We knew we were in Chinatown because of the red-themed decor and flashing neon lights, but we weren’t that prepared for the assault on the senses that greeted us as soon as we stepped outside our taxi.
As you can sample in the short video below that we’ve made for you, Chinatown is a concoction of food, fruit and smells. Venture into the side streets only if you’re ready to experience some not-so-hygenic conditions, and the occasional rat and cockroach scurrying ahead of you.
After walking around the whole area, we topped the evening with a nice meal at Shark Fin, a restaurant on the main street which apparently specialises in shark fins, although we didn’t try them ourselves. It was quite a decent restaurant and our Pad Thai was well cooked. Alyona had a watermelon juice and I had a pineapple one, both were absolutely delicious. We’re really enjoying the fresh fruit juices here, although we haven’t yet tried all of them (there are quite a lot!).
We had a bit of a travel fail at the end of the night, when we realised we only had 71 Baht left in our wallet.
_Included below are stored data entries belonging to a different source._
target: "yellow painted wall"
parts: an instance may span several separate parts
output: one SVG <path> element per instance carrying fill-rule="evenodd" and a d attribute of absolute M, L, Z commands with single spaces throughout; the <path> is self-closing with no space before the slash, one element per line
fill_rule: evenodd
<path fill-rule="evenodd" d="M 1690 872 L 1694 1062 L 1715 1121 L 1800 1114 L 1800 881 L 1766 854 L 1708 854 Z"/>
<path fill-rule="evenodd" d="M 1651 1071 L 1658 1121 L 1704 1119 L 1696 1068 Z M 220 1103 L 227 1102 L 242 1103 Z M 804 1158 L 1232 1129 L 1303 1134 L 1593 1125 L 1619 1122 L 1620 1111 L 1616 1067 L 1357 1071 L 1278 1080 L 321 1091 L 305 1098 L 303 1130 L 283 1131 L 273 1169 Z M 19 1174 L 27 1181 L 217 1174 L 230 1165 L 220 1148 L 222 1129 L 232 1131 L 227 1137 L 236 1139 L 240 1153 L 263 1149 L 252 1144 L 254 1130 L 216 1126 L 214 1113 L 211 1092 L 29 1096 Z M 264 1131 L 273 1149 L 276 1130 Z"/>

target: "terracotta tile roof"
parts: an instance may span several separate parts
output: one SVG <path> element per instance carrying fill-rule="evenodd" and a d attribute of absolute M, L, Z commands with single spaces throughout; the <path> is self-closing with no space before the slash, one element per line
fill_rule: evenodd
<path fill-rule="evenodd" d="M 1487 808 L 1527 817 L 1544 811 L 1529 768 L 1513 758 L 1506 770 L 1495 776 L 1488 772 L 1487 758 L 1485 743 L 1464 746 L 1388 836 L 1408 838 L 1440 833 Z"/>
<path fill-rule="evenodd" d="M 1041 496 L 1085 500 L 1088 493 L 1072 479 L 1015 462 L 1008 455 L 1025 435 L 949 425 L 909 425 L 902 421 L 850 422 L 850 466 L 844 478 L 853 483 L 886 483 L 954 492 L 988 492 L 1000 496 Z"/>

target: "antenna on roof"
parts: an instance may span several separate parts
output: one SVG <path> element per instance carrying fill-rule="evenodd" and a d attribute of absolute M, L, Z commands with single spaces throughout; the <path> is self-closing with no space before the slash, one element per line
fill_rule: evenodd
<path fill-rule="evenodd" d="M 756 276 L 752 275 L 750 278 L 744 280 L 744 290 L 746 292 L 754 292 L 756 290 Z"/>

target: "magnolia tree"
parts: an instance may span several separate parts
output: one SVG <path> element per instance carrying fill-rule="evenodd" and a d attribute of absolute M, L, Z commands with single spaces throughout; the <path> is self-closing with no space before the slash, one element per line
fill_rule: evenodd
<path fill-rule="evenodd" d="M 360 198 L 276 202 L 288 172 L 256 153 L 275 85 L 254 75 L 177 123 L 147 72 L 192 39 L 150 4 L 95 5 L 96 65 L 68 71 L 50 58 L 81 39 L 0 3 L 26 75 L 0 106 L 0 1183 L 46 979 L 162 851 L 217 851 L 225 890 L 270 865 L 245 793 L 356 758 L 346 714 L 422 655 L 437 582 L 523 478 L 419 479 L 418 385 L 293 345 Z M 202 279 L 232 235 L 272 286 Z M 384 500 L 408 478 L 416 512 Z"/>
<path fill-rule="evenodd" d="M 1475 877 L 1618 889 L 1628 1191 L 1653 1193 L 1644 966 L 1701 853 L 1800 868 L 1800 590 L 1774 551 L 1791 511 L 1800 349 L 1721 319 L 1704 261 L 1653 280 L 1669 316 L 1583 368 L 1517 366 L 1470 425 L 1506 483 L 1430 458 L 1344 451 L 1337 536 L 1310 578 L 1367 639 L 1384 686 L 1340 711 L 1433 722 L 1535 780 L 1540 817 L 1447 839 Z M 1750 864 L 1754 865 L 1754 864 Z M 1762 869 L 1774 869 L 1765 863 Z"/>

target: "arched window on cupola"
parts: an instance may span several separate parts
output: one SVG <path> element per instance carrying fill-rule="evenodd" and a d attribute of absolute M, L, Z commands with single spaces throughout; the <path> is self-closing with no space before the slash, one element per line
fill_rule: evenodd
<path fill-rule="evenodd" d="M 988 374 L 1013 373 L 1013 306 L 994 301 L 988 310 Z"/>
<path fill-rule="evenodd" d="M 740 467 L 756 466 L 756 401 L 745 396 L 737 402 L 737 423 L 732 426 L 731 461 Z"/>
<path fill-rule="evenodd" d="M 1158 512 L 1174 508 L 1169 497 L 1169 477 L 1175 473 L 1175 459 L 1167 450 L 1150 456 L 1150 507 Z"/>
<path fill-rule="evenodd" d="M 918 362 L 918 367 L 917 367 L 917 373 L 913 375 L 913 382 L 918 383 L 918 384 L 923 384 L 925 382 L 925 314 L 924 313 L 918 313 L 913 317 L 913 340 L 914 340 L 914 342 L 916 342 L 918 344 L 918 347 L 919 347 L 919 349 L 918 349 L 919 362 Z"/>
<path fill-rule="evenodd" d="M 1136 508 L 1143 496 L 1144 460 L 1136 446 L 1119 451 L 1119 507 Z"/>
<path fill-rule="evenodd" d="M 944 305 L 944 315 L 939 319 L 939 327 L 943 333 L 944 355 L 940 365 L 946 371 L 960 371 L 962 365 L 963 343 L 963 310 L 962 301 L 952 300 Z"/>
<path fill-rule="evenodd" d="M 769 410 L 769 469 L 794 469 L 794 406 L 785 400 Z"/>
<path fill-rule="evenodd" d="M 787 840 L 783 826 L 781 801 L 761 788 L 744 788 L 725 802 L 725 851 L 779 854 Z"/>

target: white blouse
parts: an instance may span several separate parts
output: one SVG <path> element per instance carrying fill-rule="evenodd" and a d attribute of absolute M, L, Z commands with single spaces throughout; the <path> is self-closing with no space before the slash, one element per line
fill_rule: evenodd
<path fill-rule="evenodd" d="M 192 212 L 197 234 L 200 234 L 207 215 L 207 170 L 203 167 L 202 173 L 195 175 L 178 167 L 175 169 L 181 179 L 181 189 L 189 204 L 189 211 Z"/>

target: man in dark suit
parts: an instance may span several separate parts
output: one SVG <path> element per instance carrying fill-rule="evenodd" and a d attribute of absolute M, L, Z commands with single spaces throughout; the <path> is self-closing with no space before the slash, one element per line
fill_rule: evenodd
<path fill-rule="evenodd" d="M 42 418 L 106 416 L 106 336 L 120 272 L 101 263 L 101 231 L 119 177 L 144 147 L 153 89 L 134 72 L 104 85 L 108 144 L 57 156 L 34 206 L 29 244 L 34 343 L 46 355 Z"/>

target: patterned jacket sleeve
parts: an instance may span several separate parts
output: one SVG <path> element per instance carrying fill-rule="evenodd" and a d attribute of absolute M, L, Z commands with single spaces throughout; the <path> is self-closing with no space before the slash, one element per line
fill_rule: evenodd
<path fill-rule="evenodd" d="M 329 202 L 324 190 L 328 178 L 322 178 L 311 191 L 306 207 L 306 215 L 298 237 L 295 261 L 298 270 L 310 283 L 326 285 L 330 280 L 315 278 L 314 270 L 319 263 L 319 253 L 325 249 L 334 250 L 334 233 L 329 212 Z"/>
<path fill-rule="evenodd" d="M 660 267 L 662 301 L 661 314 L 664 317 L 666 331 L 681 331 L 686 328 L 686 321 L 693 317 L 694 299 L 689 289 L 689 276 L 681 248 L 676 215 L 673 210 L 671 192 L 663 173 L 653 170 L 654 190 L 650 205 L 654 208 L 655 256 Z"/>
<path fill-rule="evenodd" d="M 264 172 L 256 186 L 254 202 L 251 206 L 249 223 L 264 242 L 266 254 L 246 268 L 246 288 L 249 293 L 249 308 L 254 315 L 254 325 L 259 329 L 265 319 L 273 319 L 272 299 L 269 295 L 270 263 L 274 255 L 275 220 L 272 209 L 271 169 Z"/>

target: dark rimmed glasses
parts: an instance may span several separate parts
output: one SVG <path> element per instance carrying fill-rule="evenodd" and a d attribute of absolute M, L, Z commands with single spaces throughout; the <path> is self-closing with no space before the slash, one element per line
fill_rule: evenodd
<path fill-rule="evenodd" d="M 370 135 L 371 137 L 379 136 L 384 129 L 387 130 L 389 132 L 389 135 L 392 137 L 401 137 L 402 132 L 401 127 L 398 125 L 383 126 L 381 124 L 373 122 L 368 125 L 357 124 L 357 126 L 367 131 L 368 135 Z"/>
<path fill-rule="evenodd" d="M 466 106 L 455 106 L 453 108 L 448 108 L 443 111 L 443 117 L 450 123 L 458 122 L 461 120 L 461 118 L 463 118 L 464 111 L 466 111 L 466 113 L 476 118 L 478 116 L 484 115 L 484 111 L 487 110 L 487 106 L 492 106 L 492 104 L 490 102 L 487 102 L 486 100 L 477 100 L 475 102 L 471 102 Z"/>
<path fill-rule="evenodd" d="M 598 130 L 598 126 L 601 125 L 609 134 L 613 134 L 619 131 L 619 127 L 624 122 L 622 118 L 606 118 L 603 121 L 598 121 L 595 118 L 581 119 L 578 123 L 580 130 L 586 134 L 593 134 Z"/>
Our trip to Chinatown had cost 100 Baht, and since it was around midnight it was even more difficult to find a taxi or tuk tuk willing to take us back for less than 100 Baht, let alone 71 Baht. We tried bargaining a fixed price with some tuk tuk drivers but they would have none of it, 80 Baht was the least they would go for.
In the end we decided to find a taxi with a working meter and see how far it would take us. Luckily our 71 Baht got us within a kilometer or so of our hotel, and the area we had to stop in wasn’t so dodgy. Although tired, we walked the rest of the way without any problems, so the story had a happy ending. Well, maybe happy ending might not be the perfect phrase to use when talking about Bangkok, but you get the idea!